Telling a true story through a work of fiction can be a difficult thing. How dramatic is the truth, really? How much do you bend for the sake of your medium; how fancifully do you write that nonfiction book? How snappy is your “based on true events” movie?
With Bombshell, Jay Roach and writer Charles Randolph look to highlight not only a true story, but one that might feel like it was just yesterday for any American news-minder, though they’d be forgiven for losing track of scandals in the wake of recent years’ ongoings. Neither the triumph it should be nor the failure it could have been, Bombshell is a glossy look at a dirty situation.
Bombshell
Director: Jay Roach
Rated: R
Release Date: December 20, 2019
Based on the sexual harassment scandal that took down Fox News titan Roger Ailes (John Lithgow), Bombshell follows three women working at the network and their eventual collision in the breakthrough case. Megyn Kelly (Charlize Theron) is one of Fox’s top anchors, having worked years to carve out a slice of the pie and accrue power in an industry dominated by men and misogynists. Meanwhile, Gretchen Carlson (Nicole Kidman) has been let go from Fox in an unfair dismissal, and is turning her past harassment at the hands of Ailes back on him and the network, filing suit.
Finally, Kayla Pospisil (Margot Robbie) is a young Fox staffer working her way up the ranks, eventually being put into one of Ailes’ uncomfortable, derogatory and predatory casting sessions. Carlson and Kelly are real people, caught up in the 2016 takedown of Ailes, while Pospisil is fictional character.

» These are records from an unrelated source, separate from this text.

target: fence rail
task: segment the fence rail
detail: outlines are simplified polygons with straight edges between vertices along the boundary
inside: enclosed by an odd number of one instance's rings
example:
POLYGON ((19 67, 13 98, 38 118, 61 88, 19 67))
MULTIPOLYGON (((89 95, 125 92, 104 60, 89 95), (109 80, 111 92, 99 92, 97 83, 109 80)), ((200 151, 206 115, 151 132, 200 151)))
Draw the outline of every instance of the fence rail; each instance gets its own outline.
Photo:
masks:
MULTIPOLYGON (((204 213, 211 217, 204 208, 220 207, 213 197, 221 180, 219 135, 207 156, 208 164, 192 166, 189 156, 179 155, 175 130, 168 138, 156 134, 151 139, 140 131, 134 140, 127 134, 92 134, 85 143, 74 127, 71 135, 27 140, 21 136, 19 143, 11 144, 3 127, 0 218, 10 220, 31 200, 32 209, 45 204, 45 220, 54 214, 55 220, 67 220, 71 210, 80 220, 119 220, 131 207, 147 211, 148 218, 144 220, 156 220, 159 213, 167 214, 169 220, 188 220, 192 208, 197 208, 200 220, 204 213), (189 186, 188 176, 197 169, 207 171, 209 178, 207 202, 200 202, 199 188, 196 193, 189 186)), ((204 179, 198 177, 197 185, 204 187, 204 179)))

With subject matter as serious as sexual harassment and coerced sex, Bombshell decides early on that it doesn’t want to be a dreary procedural, practically opening with Kelly’s to-the-camera narration and a snappy (and quite ugly) newsreel montage of exposition on Roger Ailes. It’s easy to cite Martin Scorsese as an influencer on fourth wall-breaking narrators, with Henry Hill’s recounting from Goodfellas sticking in the minds of cinephiles the world-round, but Roach is no Scorsese. Though Bombshell remains consistent with its narration, never dropping it for too long, it can feel a bit trite and fluffy when the story kicks into high gear.
So much of Bombshell‘s heart comes from its three leading performances and, as if there would ever be any doubt, the leads nail it. I had to double take with Charlize Theron’s performance, not that she particularly transforms herself, physically, for Megyn Kelly. Rather, the demeanor she adopts, both in mimicking Kelly’s pattern and tempo for speech, as well as they way she carries herself, is indicative of Theron’s talent. Nicole Kidman and Margot Robbie turn in strong performances as well, with neither feeling cliched while they could have veered that way. For being the single fictional character among the leads, Robbie’s Kayla channels a level of naïveté while not being simplified to a helpless victim. Unfortunately, the strong performances can’t carry the entire film.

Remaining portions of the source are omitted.